Lettre d'information

Sac à pain brodé par Geneviève de Gaulle lors de sa détention à la prison du camp de concentration de Ravensbrück

Sac à pain brodé par Geneviève de Gaulle lors de sa détention à la prison (Zellenbau) du camp de concentration de Ravensbrück, représentant les étapes de son parcours depuis son arrestation, automne 1944
© Archives nationales/fonds Geneviève de Gaulle-Anthonioz, 761AP29 (dépôt au Musée de la Résistance nationale)

 

Geneviève de Gaulle est déportée, le 31 janvier 1944, au camp de Ravensbrück. Elle est dorénavant le matricule 27372.

D’abord une détenue comme une autre, elle demeure la nièce du général de Gaulle. Ainsi, le 28 octobre 1944, sur ordre du Reichsführer-SS Himmler, pouvant servir de monnaie d’échange, elle est placée à l’isolement dans le Bunker, la prison du camp de Ravensbrück.

Avant d’y être conduite, elle peut prendre avec elle les quelques effets personnels qu’elle a en sa possession, notamment son sac à pain et son porte-aiguilles, qu’elle parvient à dissimuler à la vigilance de ses gardiens. Ce sac à pain en tissu est essentiel pour conserver un contenu particulièrement précieux pour des femmes sous-alimentées. C’est également un objet personnel, le signe que l’on existe encore en tant qu’individu capable d’avoir quelque chose à soi, quand tout a été pris à l’arrivée au camp.

Geneviève de Gaulle l’a brodé en représentant son parcours depuis son arrestation, le 30 juillet 1943, jusqu’à son internement au « Zellenbau », au bloc cellulaire. Chaque date marquante est brodée avec un fil rouge. Chaque étape est évoquée par un trait et un nom brodés avec un fil noir: « Prison de Fresnes », « Stalag Compiègne » [camp de Royallieu], » FKL [Frauenkonzentrationslager, camp de concentration pour femmes] Ravensbrück ». La dureté et l’insalubrité du convoi de déportation sont évoquées avec pudeur par la simple mention du « Wagon-Tinette ».

Le parcours de Geneviève de Gaulle s’arrête avec l’enfermement dans le Bunker, où elle est isolée de ses camarades pendant presque deux mois.
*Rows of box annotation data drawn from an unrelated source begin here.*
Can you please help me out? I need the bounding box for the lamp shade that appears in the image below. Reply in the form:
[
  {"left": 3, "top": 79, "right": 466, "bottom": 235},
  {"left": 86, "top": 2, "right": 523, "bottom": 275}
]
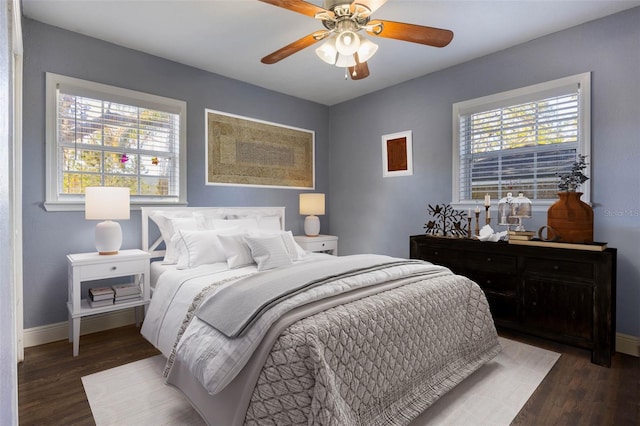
[
  {"left": 84, "top": 186, "right": 130, "bottom": 254},
  {"left": 84, "top": 186, "right": 130, "bottom": 220},
  {"left": 358, "top": 36, "right": 378, "bottom": 63},
  {"left": 316, "top": 37, "right": 338, "bottom": 65},
  {"left": 300, "top": 193, "right": 324, "bottom": 215},
  {"left": 336, "top": 30, "right": 360, "bottom": 56}
]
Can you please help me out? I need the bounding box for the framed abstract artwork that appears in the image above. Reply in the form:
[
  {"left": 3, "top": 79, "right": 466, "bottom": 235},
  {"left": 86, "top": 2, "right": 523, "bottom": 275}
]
[
  {"left": 382, "top": 130, "right": 413, "bottom": 177},
  {"left": 205, "top": 109, "right": 315, "bottom": 189}
]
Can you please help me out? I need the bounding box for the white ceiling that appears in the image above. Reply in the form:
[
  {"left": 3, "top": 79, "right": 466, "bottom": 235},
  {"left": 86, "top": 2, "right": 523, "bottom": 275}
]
[{"left": 22, "top": 0, "right": 640, "bottom": 105}]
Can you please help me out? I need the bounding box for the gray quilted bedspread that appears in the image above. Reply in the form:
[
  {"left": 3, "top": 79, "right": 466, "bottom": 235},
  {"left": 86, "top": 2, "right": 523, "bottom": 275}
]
[{"left": 245, "top": 275, "right": 500, "bottom": 426}]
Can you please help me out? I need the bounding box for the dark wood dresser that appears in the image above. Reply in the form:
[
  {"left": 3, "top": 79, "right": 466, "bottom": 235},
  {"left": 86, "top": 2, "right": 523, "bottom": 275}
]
[{"left": 410, "top": 235, "right": 617, "bottom": 367}]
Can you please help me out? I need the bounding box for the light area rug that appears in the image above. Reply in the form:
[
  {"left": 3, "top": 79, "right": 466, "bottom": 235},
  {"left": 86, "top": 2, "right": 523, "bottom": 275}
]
[{"left": 82, "top": 338, "right": 560, "bottom": 426}]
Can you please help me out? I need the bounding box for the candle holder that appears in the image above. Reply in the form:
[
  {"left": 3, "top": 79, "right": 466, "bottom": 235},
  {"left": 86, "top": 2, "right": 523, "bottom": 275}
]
[{"left": 475, "top": 212, "right": 480, "bottom": 236}]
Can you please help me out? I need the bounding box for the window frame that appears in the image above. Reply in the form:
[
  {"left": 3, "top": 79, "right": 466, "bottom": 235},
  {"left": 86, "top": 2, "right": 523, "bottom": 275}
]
[
  {"left": 44, "top": 73, "right": 187, "bottom": 211},
  {"left": 451, "top": 72, "right": 591, "bottom": 211}
]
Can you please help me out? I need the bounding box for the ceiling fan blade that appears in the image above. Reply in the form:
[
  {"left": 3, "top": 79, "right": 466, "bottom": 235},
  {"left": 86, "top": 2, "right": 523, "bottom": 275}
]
[
  {"left": 349, "top": 62, "right": 369, "bottom": 80},
  {"left": 351, "top": 0, "right": 387, "bottom": 14},
  {"left": 259, "top": 0, "right": 333, "bottom": 18},
  {"left": 260, "top": 31, "right": 329, "bottom": 65},
  {"left": 367, "top": 19, "right": 453, "bottom": 47}
]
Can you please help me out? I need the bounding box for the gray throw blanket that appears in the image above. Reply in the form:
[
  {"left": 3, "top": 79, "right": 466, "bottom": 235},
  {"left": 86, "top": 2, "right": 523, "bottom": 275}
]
[{"left": 196, "top": 255, "right": 422, "bottom": 338}]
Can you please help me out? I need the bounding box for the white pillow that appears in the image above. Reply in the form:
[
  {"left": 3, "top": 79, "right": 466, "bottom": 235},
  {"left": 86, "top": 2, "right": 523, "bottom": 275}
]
[
  {"left": 149, "top": 211, "right": 198, "bottom": 265},
  {"left": 244, "top": 235, "right": 292, "bottom": 271},
  {"left": 193, "top": 210, "right": 224, "bottom": 229},
  {"left": 250, "top": 230, "right": 307, "bottom": 262},
  {"left": 258, "top": 216, "right": 282, "bottom": 231},
  {"left": 219, "top": 232, "right": 253, "bottom": 269},
  {"left": 207, "top": 217, "right": 258, "bottom": 230},
  {"left": 174, "top": 229, "right": 234, "bottom": 269}
]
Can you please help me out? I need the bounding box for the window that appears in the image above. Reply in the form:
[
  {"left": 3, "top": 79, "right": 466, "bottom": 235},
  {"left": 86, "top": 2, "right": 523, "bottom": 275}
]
[
  {"left": 453, "top": 73, "right": 591, "bottom": 210},
  {"left": 45, "top": 73, "right": 186, "bottom": 210}
]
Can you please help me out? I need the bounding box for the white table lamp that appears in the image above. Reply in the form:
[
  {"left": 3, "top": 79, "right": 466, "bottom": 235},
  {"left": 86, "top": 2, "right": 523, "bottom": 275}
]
[
  {"left": 84, "top": 186, "right": 130, "bottom": 254},
  {"left": 300, "top": 193, "right": 324, "bottom": 237}
]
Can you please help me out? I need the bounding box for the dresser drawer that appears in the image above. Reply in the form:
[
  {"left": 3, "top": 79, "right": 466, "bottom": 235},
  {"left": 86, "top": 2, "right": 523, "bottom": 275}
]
[
  {"left": 467, "top": 271, "right": 518, "bottom": 297},
  {"left": 77, "top": 260, "right": 147, "bottom": 281},
  {"left": 464, "top": 253, "right": 518, "bottom": 273},
  {"left": 525, "top": 257, "right": 594, "bottom": 280},
  {"left": 416, "top": 245, "right": 460, "bottom": 267},
  {"left": 486, "top": 292, "right": 518, "bottom": 324}
]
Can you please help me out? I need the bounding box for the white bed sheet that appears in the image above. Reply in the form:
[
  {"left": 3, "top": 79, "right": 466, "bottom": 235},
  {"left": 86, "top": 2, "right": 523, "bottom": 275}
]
[
  {"left": 140, "top": 253, "right": 329, "bottom": 358},
  {"left": 151, "top": 260, "right": 171, "bottom": 289}
]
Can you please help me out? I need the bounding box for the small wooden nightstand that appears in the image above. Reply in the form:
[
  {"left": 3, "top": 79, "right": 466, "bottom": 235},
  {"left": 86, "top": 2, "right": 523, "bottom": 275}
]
[
  {"left": 67, "top": 250, "right": 151, "bottom": 356},
  {"left": 293, "top": 235, "right": 338, "bottom": 256}
]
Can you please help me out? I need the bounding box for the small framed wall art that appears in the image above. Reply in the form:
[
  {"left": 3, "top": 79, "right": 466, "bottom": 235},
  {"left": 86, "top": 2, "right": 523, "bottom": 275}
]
[{"left": 382, "top": 130, "right": 413, "bottom": 177}]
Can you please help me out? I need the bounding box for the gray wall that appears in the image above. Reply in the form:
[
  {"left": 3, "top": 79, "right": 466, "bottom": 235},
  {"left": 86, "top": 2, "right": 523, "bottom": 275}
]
[
  {"left": 23, "top": 8, "right": 640, "bottom": 336},
  {"left": 23, "top": 19, "right": 329, "bottom": 328},
  {"left": 329, "top": 8, "right": 640, "bottom": 336}
]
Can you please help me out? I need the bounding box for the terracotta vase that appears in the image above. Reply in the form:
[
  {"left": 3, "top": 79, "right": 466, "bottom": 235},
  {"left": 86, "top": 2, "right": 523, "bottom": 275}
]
[{"left": 547, "top": 192, "right": 593, "bottom": 243}]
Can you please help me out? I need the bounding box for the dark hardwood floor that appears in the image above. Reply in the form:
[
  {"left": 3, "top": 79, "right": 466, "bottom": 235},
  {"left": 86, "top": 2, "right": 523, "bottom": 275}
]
[{"left": 18, "top": 325, "right": 640, "bottom": 426}]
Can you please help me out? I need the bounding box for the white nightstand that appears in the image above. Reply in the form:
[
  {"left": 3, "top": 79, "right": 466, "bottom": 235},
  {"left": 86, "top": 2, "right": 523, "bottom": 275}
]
[
  {"left": 67, "top": 250, "right": 151, "bottom": 356},
  {"left": 293, "top": 235, "right": 338, "bottom": 256}
]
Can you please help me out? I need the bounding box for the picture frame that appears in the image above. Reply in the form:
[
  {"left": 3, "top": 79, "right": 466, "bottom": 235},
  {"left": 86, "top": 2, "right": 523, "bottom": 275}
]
[
  {"left": 205, "top": 109, "right": 315, "bottom": 189},
  {"left": 382, "top": 130, "right": 413, "bottom": 177}
]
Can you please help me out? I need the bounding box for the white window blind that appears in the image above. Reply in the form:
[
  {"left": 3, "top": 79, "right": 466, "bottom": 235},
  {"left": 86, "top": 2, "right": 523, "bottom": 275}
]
[
  {"left": 47, "top": 74, "right": 186, "bottom": 213},
  {"left": 453, "top": 74, "right": 589, "bottom": 204}
]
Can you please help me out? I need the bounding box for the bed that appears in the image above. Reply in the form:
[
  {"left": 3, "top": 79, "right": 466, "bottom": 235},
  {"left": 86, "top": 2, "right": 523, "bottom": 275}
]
[{"left": 141, "top": 207, "right": 500, "bottom": 426}]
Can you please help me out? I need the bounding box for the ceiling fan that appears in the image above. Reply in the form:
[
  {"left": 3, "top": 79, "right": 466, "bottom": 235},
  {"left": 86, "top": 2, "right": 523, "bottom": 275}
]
[{"left": 259, "top": 0, "right": 453, "bottom": 80}]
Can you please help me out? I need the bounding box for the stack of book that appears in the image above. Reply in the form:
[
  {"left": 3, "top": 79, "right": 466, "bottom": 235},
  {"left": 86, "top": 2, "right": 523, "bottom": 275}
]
[
  {"left": 87, "top": 287, "right": 114, "bottom": 308},
  {"left": 111, "top": 283, "right": 142, "bottom": 303},
  {"left": 509, "top": 231, "right": 536, "bottom": 241}
]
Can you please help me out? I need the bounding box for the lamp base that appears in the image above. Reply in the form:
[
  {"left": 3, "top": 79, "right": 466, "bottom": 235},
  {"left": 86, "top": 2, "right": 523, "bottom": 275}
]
[
  {"left": 96, "top": 220, "right": 122, "bottom": 255},
  {"left": 304, "top": 215, "right": 320, "bottom": 237}
]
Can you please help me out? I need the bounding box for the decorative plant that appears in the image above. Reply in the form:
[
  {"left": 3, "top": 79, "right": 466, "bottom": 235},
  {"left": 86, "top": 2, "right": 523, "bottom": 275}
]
[
  {"left": 424, "top": 204, "right": 467, "bottom": 237},
  {"left": 558, "top": 155, "right": 589, "bottom": 192}
]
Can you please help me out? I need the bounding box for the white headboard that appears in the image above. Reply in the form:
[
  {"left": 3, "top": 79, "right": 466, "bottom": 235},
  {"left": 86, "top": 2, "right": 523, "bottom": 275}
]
[{"left": 145, "top": 207, "right": 285, "bottom": 259}]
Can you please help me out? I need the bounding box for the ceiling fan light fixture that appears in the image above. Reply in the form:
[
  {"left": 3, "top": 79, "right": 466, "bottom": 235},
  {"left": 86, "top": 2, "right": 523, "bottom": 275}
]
[
  {"left": 316, "top": 37, "right": 338, "bottom": 65},
  {"left": 336, "top": 30, "right": 360, "bottom": 55},
  {"left": 358, "top": 37, "right": 378, "bottom": 63},
  {"left": 336, "top": 53, "right": 357, "bottom": 68}
]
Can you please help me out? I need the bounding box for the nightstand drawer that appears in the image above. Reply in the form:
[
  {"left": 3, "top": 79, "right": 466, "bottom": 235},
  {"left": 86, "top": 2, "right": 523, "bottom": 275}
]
[
  {"left": 304, "top": 241, "right": 338, "bottom": 251},
  {"left": 79, "top": 260, "right": 148, "bottom": 281}
]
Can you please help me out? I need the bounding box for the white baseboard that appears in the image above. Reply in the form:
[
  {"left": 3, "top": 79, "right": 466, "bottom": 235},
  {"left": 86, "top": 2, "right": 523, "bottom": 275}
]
[
  {"left": 23, "top": 308, "right": 136, "bottom": 348},
  {"left": 616, "top": 333, "right": 640, "bottom": 357},
  {"left": 24, "top": 314, "right": 640, "bottom": 357}
]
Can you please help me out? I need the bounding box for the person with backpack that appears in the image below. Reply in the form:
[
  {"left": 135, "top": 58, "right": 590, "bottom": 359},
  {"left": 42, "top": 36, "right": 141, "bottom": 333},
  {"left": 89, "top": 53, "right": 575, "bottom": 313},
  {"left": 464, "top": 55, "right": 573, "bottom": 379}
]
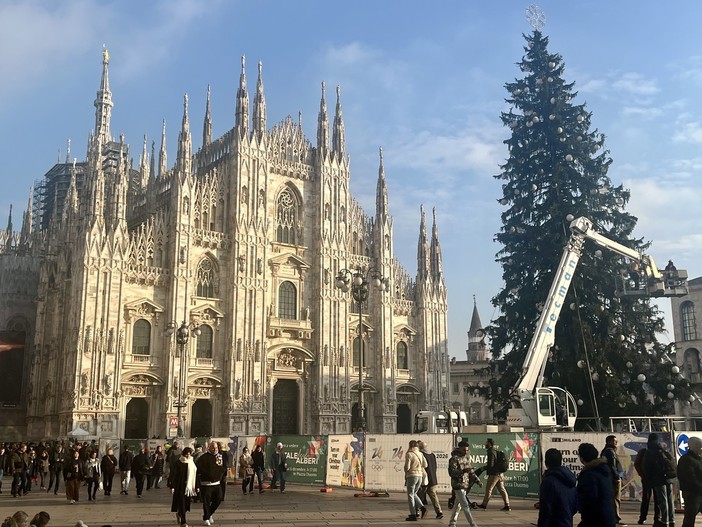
[
  {"left": 678, "top": 437, "right": 702, "bottom": 527},
  {"left": 600, "top": 435, "right": 626, "bottom": 527},
  {"left": 634, "top": 447, "right": 659, "bottom": 525},
  {"left": 644, "top": 433, "right": 677, "bottom": 527},
  {"left": 478, "top": 437, "right": 512, "bottom": 511}
]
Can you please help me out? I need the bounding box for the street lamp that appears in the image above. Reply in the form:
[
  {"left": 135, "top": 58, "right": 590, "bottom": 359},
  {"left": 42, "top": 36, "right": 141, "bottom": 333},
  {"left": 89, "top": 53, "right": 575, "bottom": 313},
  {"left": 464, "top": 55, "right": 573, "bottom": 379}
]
[
  {"left": 166, "top": 320, "right": 201, "bottom": 437},
  {"left": 335, "top": 267, "right": 390, "bottom": 432}
]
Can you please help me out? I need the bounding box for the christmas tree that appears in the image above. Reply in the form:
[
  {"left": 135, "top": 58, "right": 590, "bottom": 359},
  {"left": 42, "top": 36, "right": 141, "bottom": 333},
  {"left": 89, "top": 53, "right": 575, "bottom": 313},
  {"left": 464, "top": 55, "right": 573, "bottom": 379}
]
[{"left": 485, "top": 29, "right": 689, "bottom": 426}]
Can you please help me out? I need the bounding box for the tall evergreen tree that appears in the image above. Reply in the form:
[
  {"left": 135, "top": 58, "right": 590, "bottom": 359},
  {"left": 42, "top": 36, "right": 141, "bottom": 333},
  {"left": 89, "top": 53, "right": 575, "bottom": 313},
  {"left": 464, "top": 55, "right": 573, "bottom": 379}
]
[{"left": 487, "top": 30, "right": 689, "bottom": 426}]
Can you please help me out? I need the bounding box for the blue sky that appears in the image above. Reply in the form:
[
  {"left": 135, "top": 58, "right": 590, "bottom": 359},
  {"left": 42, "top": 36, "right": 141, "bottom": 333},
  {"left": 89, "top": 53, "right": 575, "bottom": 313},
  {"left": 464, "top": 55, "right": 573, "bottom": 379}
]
[{"left": 0, "top": 0, "right": 702, "bottom": 359}]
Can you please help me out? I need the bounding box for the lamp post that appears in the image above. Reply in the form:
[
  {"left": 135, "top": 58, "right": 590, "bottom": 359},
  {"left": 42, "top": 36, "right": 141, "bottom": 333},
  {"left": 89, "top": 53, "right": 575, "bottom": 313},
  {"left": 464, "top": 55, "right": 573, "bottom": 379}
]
[
  {"left": 336, "top": 267, "right": 390, "bottom": 432},
  {"left": 166, "top": 320, "right": 200, "bottom": 437}
]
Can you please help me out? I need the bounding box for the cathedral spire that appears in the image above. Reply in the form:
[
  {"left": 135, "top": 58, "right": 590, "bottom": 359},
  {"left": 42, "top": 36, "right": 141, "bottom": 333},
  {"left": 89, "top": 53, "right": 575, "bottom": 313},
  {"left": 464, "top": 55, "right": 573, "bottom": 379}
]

Pour Noël 1944, ses camarades parviennent à lui faire passer par l’intermédiaire de sa gardienne, une femme âgée détenue parce que témoin de Jéhovah avec laquelle elle a pu nouer une relation de confiance, quelques cadeaux dissimulés dans un carton : une petite branche de sapin, un chant français de Noël, une pomme rouge et brillante, un minuscule morceau de lard, deux sucres, une poupée avec une jupe rose et un fichu de dentelle, des cheveux blancs bouclés. « Leur amitié a réalisé ce prodigue de m’atteindre dans ma solitude et mon désespoir. Enfin, tout au fond du carton, est pliée une sorte d’étole beige en laine légère dont je m’entoure aussitôt comme de leur douce et chaude tendresse. […] Je ne suis plus seule […]. Mes camarades m’ont rappelé cette chaîne de la fraternité qui nous unit les unes aux autres » (La Traversée de la nuit, Le Seuil, 1998, page 31).

Le sac à pain de Geneviève de Gaulle témoigne de cette capacité à ne pas renoncer, à ne pas céder face à la répression et à l’idéologie nazie. Il reste encore de la place sur le tissu pour une suite, un après. Si le camp de Ravensbrück ne permet pas d’envisager l’avenir sans appréhension, il reste l’espérance, qui commence avec la certitude que l’on n’est pas oublié.

Geneviève de Gaulle sort du Bunker le 28 février 1945 pour être transférée par étapes jusqu’au camp de Liebenau, près de la frontière suisse, où un délégué de la Croix-Rouge parvient à obtenir sa libération. Le 20 avril, elle peut rejoindre la Suisse, où son père, en mission dans le pays, l’attend.